Figure 9. Model ICx responses are more multiplicative for tones than for two tones.

(A) Subthreshold ITD-ILD response matrix for a model ICx neuron obtained using a tonal stimulus. Since the model assumes that the response at each frequency is a product of an ITD-dependent function and an ILD-dependent function, the tonal response matrix is accurately described by multiplication. (B) In contrast, the response of the same model neuron obtained when ITD varies in one frequency and ILD varies in a second frequency is not accurately described by multiplication because the model assumes that frequency integration is linear.

Figure 10. Comparison of the population representation of multiple sound sources for models with additive and multiplicative frequency integration.

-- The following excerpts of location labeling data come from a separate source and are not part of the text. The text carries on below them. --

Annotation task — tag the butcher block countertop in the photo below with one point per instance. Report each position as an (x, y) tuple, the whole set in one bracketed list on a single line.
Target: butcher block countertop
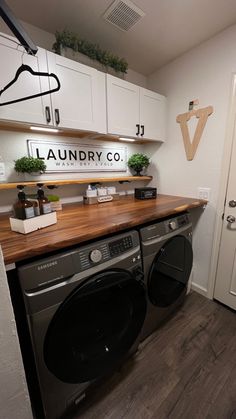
[(78, 223)]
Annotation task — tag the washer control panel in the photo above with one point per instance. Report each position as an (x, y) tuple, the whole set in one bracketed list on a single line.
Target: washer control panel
[(119, 246), (105, 250), (161, 228), (95, 256)]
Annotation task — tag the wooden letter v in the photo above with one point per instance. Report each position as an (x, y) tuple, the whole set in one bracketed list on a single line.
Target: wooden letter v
[(182, 119)]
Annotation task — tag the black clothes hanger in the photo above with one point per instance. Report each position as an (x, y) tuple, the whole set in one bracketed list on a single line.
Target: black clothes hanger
[(20, 70)]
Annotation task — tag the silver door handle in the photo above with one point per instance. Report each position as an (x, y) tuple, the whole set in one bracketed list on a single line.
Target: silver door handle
[(231, 219)]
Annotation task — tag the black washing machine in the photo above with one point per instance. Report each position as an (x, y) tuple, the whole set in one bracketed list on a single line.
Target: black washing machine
[(85, 310), (167, 263)]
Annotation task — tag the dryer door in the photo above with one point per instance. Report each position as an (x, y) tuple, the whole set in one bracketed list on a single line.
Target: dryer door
[(170, 272), (95, 326)]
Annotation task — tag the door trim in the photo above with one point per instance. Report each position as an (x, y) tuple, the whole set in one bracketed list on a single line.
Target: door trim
[(230, 137)]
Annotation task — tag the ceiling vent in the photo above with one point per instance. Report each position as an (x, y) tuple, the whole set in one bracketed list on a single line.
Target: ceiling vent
[(123, 14)]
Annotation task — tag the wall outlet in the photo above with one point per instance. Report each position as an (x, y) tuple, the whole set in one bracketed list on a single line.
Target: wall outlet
[(204, 193)]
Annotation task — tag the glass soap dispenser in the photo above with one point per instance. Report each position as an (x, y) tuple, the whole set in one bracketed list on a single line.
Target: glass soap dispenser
[(23, 208), (44, 204)]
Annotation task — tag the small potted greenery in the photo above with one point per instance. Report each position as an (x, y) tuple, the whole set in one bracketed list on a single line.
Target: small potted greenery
[(138, 162), (31, 165)]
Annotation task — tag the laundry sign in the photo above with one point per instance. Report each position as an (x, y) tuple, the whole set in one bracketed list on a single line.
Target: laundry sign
[(65, 157)]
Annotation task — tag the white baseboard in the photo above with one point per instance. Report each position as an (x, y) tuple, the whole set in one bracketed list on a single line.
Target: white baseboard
[(199, 289)]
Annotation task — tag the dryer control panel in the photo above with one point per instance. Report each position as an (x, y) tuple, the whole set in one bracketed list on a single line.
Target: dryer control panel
[(164, 227)]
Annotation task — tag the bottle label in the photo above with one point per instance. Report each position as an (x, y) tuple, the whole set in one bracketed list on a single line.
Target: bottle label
[(36, 211), (2, 172), (29, 212), (46, 208)]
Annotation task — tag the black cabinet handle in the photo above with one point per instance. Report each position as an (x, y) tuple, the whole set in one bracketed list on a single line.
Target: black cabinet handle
[(47, 114), (57, 116)]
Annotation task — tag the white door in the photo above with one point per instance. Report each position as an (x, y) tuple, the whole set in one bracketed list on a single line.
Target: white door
[(152, 115), (122, 107), (76, 105), (225, 287), (32, 110)]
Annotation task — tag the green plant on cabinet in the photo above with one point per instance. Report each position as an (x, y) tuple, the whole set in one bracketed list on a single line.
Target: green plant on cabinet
[(67, 39), (138, 162), (30, 165)]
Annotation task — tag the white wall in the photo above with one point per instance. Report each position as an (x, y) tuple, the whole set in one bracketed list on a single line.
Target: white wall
[(14, 398), (46, 40), (204, 73), (13, 145)]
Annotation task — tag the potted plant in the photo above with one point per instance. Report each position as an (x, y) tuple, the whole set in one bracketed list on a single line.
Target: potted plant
[(72, 46), (30, 165), (138, 162)]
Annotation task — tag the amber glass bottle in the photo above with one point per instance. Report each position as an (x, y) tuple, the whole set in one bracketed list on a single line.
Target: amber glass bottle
[(44, 204), (23, 208)]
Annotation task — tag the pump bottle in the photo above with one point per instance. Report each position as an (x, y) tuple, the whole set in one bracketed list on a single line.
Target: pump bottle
[(44, 204), (23, 208)]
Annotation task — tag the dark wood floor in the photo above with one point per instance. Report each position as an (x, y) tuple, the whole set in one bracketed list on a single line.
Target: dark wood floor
[(185, 370)]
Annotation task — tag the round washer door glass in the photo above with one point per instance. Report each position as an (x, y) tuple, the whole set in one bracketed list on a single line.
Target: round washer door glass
[(170, 272), (95, 327)]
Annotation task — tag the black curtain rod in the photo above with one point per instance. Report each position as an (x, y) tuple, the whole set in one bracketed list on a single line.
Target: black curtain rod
[(17, 29)]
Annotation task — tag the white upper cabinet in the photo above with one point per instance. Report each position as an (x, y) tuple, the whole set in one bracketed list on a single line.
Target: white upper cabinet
[(135, 112), (80, 102), (32, 110), (152, 115), (122, 107)]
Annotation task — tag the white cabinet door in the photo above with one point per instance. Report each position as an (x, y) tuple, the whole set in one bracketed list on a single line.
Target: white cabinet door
[(152, 115), (122, 107), (76, 105), (32, 110)]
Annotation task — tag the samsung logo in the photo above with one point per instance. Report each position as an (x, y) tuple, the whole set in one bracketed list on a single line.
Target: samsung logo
[(47, 265)]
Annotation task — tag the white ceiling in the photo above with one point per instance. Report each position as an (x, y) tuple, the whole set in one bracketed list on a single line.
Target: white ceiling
[(168, 29)]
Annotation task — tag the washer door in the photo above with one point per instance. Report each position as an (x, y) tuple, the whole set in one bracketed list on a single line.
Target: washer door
[(170, 272), (95, 326)]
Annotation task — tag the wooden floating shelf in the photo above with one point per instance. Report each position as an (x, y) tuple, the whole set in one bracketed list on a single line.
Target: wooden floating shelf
[(13, 185)]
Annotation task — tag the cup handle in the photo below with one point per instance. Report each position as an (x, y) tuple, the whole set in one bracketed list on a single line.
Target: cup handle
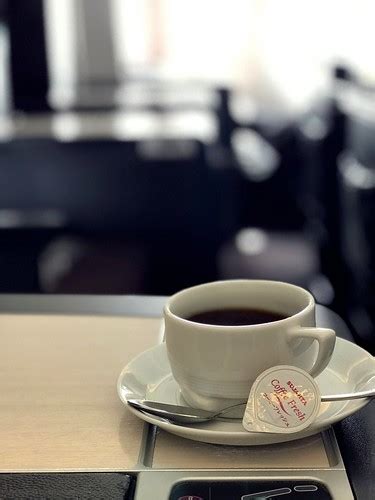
[(326, 339)]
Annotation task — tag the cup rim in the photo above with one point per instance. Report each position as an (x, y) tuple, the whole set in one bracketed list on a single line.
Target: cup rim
[(169, 313)]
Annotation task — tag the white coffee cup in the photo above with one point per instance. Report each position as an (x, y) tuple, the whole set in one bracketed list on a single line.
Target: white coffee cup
[(215, 365)]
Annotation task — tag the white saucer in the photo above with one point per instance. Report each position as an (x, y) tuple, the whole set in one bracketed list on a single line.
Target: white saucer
[(148, 376)]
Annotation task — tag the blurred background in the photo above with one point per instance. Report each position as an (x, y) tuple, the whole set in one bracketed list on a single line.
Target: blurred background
[(150, 145)]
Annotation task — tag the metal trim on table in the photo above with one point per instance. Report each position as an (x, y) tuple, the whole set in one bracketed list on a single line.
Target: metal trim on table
[(106, 305)]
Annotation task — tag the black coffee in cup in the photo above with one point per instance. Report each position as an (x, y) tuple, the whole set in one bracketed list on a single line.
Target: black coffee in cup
[(236, 317)]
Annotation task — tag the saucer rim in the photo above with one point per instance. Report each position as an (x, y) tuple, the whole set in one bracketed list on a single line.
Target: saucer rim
[(212, 435)]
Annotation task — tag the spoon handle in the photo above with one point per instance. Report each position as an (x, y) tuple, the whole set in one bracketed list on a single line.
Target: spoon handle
[(369, 393)]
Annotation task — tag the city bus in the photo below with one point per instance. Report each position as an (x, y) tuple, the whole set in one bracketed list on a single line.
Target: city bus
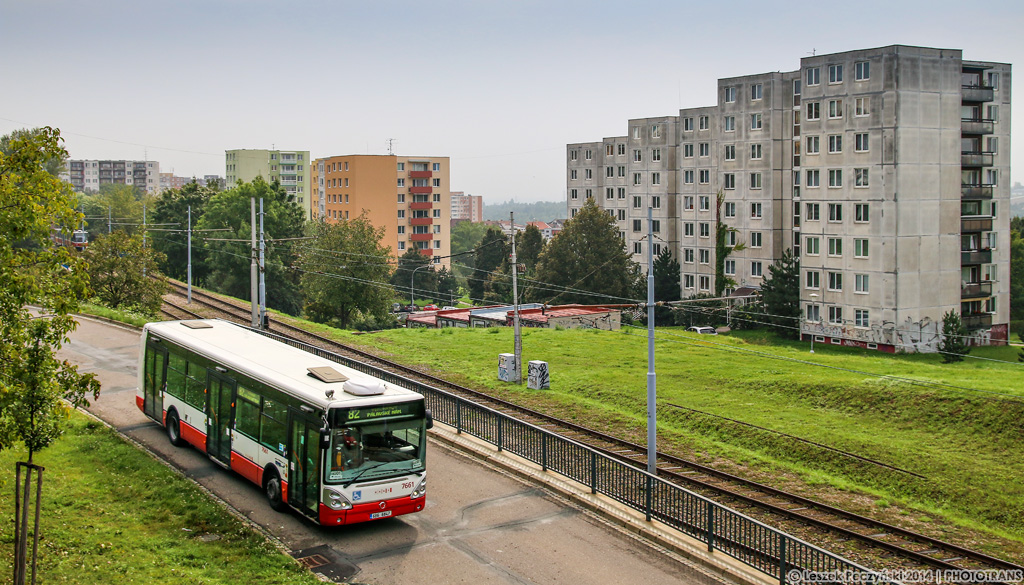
[(336, 445)]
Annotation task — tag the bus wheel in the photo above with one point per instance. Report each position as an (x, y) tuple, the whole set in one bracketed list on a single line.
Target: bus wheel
[(174, 429), (272, 489)]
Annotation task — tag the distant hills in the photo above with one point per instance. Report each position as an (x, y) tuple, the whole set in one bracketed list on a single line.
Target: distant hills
[(539, 211)]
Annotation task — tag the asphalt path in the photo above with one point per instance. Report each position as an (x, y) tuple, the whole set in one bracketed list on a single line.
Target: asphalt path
[(480, 525)]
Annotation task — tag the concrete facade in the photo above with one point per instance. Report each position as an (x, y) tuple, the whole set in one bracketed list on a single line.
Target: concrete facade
[(886, 170), (291, 168), (410, 197)]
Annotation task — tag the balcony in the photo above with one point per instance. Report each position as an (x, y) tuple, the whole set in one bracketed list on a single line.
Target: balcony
[(977, 191), (976, 257), (977, 126), (976, 224), (977, 93), (976, 290), (977, 321), (977, 159)]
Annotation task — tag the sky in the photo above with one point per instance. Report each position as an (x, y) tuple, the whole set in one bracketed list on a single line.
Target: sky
[(499, 87)]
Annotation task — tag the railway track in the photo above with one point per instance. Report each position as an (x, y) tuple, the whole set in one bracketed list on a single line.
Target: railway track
[(858, 538)]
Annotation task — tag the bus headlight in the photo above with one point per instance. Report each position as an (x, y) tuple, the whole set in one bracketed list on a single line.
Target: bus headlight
[(336, 501), (420, 490)]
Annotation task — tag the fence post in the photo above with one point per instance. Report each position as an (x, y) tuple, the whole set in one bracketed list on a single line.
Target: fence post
[(781, 558), (711, 526), (649, 495), (593, 471), (544, 451)]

(A,B) The population response to two simultaneous spectrally distinct sources (solid line) located at −20 deg and 20 deg under the assumption of additive (A) and multiplicative (B) frequency integration. The dotted lines show the responses to the sounds presented alone. (C,D) The population response to two simultaneous spectrally distinct sources when one source is five times more intense than the other. In each plot, the responses are normalized by subtracting away the minimum value and then dividing by the maximum value.

Figure 11. ITD curves at different average binaural levels.

ITD curves at different average binaural levels given in spikes/stimulus (top row) and normalized units (bottom row) for two experimentally measured ICcl neurons.